Coffee tastes quite differently when started with cold or hot water. It is the general opinion that a better result is obtained by mixing with a little cold water and bringing to a boil-then add boiling water and set back a few minutes to settle.

Cereals take on a different flavor, depending on whether they are started in cold or hot water. Which is the better flavor is a matter of taste.

WHAT HAPPENS IN COOKING PHYSICAL CHANGES
Wonderful things happen in cooking, and we do not yet know all of them, or the reasons for them-though the reasons for physical changes are better understood than those for chemical changes. Nearly every thing loses weight in cooking. Meat, even when it is boiled in water, loses weight from its shrinkage through heat, which squeezes out much of its water content. Melting of the fat, too, results in loss of weight. More weight in proportion is lost in cooking a small piece of meat than in cooking a large piece, but an allowance of 25% loss in weight is a fair average.
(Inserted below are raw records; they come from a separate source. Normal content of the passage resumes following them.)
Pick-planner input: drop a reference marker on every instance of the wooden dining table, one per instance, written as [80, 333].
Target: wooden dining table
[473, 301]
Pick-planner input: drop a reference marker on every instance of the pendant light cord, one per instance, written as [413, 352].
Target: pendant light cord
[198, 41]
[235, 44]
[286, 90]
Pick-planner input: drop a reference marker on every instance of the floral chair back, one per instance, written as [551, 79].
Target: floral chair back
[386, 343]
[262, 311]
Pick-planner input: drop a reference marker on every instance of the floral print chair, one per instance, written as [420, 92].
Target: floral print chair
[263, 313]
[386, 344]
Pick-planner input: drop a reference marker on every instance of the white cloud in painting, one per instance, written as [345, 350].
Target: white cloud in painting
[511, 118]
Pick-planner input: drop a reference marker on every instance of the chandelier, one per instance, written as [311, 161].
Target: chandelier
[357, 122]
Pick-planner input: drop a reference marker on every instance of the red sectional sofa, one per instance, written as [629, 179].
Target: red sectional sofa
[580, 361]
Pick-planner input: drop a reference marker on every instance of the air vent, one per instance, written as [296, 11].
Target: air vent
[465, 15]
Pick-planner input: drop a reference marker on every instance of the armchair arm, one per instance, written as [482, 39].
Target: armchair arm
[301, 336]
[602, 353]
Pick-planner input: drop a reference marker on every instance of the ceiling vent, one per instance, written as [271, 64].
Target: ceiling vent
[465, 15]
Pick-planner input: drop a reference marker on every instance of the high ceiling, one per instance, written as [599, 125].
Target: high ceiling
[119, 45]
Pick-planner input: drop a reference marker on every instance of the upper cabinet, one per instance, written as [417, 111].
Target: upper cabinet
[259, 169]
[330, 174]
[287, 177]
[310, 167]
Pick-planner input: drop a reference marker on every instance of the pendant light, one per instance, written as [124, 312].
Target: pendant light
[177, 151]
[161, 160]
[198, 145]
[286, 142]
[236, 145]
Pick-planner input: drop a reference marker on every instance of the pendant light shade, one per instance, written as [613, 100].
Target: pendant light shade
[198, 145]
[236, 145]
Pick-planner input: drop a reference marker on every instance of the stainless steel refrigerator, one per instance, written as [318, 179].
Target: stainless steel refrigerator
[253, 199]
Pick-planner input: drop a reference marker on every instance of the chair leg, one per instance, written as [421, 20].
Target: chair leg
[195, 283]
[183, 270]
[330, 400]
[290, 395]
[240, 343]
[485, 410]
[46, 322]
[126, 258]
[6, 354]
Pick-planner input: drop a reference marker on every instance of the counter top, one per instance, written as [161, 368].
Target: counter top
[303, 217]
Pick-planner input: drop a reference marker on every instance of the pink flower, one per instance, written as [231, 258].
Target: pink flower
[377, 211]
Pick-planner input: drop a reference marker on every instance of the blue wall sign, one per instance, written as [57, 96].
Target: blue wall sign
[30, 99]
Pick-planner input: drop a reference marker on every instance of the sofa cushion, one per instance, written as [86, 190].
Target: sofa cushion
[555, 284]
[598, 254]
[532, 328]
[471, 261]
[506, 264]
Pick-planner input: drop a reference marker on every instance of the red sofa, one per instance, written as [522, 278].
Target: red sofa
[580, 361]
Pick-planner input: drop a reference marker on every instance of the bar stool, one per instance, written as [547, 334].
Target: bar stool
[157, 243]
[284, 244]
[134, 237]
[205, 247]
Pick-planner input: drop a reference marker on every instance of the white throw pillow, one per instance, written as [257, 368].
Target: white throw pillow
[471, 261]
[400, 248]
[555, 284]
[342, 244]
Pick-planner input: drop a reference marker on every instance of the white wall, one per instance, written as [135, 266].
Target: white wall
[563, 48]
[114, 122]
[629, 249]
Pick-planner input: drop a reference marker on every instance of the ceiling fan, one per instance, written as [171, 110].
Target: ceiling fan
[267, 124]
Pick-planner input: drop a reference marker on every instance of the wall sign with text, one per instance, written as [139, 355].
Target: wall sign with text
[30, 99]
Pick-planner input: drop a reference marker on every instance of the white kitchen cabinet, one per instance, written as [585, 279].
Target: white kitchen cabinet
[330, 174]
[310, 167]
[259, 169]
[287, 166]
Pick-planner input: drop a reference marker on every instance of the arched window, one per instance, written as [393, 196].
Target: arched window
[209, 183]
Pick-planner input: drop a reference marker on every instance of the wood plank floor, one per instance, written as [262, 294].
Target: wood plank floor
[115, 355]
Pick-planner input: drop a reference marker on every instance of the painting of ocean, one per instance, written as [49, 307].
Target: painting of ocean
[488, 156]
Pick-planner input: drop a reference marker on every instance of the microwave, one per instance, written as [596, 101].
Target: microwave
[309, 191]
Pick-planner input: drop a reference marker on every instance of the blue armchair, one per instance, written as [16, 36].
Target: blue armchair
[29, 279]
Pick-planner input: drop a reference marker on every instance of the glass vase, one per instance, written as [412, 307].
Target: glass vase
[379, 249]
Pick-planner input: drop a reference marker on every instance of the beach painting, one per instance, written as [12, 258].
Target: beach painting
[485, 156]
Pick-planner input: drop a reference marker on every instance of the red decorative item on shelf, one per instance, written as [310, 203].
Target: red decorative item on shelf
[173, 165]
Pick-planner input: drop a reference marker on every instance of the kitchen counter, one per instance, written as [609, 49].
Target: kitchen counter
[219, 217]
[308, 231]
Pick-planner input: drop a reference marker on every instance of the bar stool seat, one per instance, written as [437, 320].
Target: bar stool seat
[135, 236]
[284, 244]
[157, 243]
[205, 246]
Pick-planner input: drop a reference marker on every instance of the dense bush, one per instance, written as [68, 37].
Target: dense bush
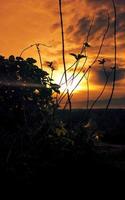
[26, 91]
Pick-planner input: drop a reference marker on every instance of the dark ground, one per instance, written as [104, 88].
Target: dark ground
[48, 162]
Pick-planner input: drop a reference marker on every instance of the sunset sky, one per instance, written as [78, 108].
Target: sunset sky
[24, 22]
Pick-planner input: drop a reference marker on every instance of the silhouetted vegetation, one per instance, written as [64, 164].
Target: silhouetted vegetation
[35, 135]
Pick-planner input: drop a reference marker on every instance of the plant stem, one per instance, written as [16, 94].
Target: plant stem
[115, 54]
[63, 52]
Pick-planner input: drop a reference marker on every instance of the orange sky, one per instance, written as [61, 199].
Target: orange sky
[26, 22]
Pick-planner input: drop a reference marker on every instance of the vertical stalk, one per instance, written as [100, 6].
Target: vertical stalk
[115, 54]
[63, 52]
[40, 59]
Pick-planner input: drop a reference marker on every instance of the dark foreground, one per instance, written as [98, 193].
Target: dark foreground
[30, 159]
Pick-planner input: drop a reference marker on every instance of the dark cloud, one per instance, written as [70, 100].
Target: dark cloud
[100, 21]
[83, 27]
[55, 26]
[69, 29]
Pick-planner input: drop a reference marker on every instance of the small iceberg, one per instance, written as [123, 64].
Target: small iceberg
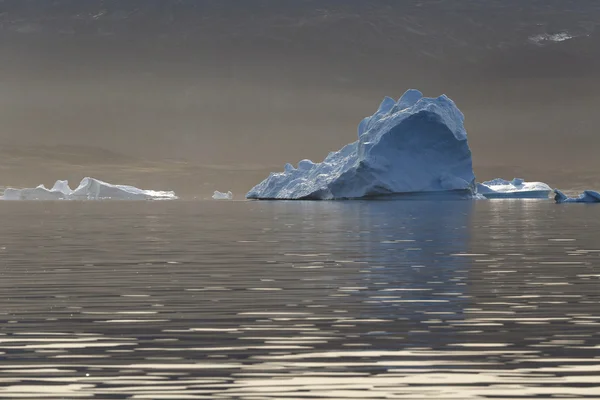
[413, 146]
[515, 189]
[222, 196]
[588, 196]
[88, 189]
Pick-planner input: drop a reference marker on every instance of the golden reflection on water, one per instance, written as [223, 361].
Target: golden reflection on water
[394, 300]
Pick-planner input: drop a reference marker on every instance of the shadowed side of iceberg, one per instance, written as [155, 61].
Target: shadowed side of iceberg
[415, 145]
[588, 196]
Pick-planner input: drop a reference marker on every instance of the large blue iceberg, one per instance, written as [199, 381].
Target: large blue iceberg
[588, 196]
[516, 189]
[417, 145]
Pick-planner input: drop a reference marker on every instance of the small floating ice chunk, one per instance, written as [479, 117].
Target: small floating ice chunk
[222, 196]
[517, 188]
[88, 189]
[588, 196]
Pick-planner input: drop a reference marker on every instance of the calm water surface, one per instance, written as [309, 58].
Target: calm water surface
[299, 300]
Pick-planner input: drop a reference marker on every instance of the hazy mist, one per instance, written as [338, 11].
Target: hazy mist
[252, 84]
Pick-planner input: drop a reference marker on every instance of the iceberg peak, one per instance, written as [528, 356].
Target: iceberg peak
[409, 98]
[415, 145]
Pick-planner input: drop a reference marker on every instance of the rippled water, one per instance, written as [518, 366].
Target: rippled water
[299, 300]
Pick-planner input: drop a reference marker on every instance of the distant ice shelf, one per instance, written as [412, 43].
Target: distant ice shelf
[416, 145]
[222, 196]
[88, 189]
[588, 196]
[515, 189]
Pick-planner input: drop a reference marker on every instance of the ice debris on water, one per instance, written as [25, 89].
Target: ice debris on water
[88, 189]
[588, 196]
[222, 196]
[413, 145]
[517, 188]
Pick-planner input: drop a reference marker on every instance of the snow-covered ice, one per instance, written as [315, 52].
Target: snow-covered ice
[517, 188]
[222, 196]
[588, 196]
[88, 189]
[415, 145]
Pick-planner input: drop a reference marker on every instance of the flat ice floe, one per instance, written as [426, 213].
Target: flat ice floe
[588, 196]
[517, 189]
[222, 196]
[88, 189]
[417, 145]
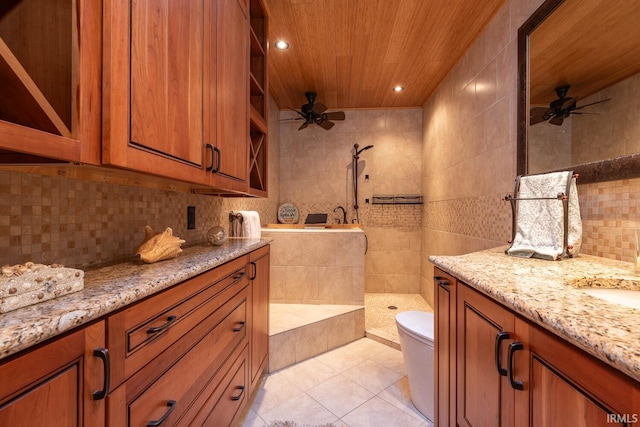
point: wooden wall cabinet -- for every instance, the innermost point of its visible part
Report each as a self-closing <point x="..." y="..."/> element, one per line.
<point x="50" y="84"/>
<point x="61" y="381"/>
<point x="155" y="61"/>
<point x="231" y="144"/>
<point x="259" y="289"/>
<point x="511" y="372"/>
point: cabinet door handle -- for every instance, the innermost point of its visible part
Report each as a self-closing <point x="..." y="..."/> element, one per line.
<point x="513" y="347"/>
<point x="239" y="395"/>
<point x="254" y="271"/>
<point x="218" y="157"/>
<point x="171" y="404"/>
<point x="443" y="283"/>
<point x="103" y="354"/>
<point x="239" y="328"/>
<point x="499" y="338"/>
<point x="158" y="329"/>
<point x="210" y="147"/>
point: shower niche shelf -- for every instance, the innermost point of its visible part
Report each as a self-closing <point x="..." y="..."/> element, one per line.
<point x="400" y="199"/>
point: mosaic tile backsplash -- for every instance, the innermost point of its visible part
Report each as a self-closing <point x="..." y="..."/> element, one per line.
<point x="83" y="223"/>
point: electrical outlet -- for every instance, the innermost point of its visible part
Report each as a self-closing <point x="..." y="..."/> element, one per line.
<point x="191" y="217"/>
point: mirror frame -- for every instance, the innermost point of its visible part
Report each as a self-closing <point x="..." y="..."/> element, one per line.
<point x="616" y="168"/>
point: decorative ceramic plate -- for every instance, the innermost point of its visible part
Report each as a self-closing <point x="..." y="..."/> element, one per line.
<point x="288" y="214"/>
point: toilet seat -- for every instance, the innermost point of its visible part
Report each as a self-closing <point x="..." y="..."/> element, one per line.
<point x="417" y="323"/>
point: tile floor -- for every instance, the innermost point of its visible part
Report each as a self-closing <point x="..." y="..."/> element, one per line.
<point x="363" y="383"/>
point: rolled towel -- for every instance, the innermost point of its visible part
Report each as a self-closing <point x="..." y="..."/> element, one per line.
<point x="250" y="224"/>
<point x="540" y="223"/>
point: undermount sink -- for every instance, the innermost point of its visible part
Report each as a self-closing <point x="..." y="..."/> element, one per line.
<point x="620" y="291"/>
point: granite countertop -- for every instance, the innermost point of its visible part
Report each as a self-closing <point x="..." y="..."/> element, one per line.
<point x="539" y="291"/>
<point x="110" y="288"/>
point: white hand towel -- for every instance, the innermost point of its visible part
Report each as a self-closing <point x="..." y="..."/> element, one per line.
<point x="540" y="223"/>
<point x="250" y="224"/>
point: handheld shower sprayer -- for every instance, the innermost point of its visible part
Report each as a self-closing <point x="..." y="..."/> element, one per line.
<point x="361" y="150"/>
<point x="356" y="156"/>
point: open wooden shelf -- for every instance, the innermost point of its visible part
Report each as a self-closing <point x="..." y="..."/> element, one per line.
<point x="258" y="98"/>
<point x="22" y="102"/>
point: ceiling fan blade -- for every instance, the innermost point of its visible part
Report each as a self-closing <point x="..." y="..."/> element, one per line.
<point x="297" y="112"/>
<point x="334" y="115"/>
<point x="557" y="120"/>
<point x="537" y="115"/>
<point x="593" y="103"/>
<point x="325" y="124"/>
<point x="319" y="108"/>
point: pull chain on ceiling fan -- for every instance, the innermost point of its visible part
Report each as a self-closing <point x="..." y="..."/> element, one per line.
<point x="315" y="113"/>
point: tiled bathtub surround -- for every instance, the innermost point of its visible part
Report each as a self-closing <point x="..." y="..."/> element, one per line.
<point x="317" y="266"/>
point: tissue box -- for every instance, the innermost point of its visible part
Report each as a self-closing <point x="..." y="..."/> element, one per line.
<point x="26" y="284"/>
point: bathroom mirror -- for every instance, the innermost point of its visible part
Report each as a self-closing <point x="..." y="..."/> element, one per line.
<point x="593" y="46"/>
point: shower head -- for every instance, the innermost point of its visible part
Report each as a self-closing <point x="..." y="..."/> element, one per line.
<point x="361" y="150"/>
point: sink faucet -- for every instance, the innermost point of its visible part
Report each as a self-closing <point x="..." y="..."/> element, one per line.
<point x="344" y="214"/>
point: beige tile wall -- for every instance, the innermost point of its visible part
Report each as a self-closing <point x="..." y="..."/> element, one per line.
<point x="316" y="176"/>
<point x="83" y="223"/>
<point x="469" y="158"/>
<point x="317" y="267"/>
<point x="469" y="145"/>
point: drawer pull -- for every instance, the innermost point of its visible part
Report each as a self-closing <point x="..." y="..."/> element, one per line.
<point x="513" y="347"/>
<point x="443" y="283"/>
<point x="171" y="404"/>
<point x="239" y="395"/>
<point x="254" y="273"/>
<point x="103" y="354"/>
<point x="157" y="329"/>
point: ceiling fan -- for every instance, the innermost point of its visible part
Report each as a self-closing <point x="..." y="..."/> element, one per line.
<point x="315" y="113"/>
<point x="559" y="109"/>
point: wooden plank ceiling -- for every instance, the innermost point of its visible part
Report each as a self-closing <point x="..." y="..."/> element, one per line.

Bread and cakes swell, but though they increase in volume, they lose in weight through evaporation of water. It requires two extra ounces of dough to produce a one-pound loaf of bread. Cereals, also macaroni and other Italian pastes, increase greatly in both weight and volume, through absorption of water. So do dried vegetables and fruits. Though other physical changes occur, those in weight and volume are the most important in cooking.

CHEMICAL CHANGES
The change in color of red meat to gray is one of the physical changes that indicate a chemical change. Heat causes a breaking up of the chemical substance to which meat owes its red tint. The brown crust on the loaf, or on the outside of the cake or pie, means that starch has been changed to dextrin, and sugar caramelized.

In boiling fruit and sugar together, as in making cranberry or apple sauce, a chemical change is brought about in the sugar, which is transformed into another kind of sugar not so sweet as the granulated cane that was originally used. This new sugar is only three-fifths as sweet. Here then is a hint for economy of sugar, by cooking the fruit sauce without sugar, and adding sugar when the fruit is done. In this last way, theoretically, three pounds of sugar will sweeten as much as five pounds that were cooked in with the fruit-provided it was cooked long enough to change it completely into the form of glucose that is only three-fifths as sweet as cane. In any case there will be considerable saving of sugar when it is added last.
Many other important and interesting chemical changes occur in cooking, but a review of them here would not add a great deal of practical value in everyday use of the range.
The foregoing hints are confined largely to the mechanical operation and care of the range. So much depends on the preparation of foods for cooking that the temptation to add several pages of palatable recipes is very strong.

If the range "works well" all the time, both the stove and the draft are all right. If the range has "off days," the chimney draft needs attention. A cleaning out may help or perhaps an extension of the chimney to a point where the air currents will improve the draft.

If you are getting good results only part of the time, you should get much better results the rest of the time, by making a study of the conditions of fire and draft, when the stove is at its best. If the range fails to give satisfaction the greater part of the time, look for serious defects in the range itself or in the conditions of its installation or operation. No range could do satisfactory work any of the time if it had serious defects. If it is racked or broken or worn out, it is past its usefulness. Its operation becomes rapidly more wasteful and irritating and the early installation of a new range will be good economy and good sense.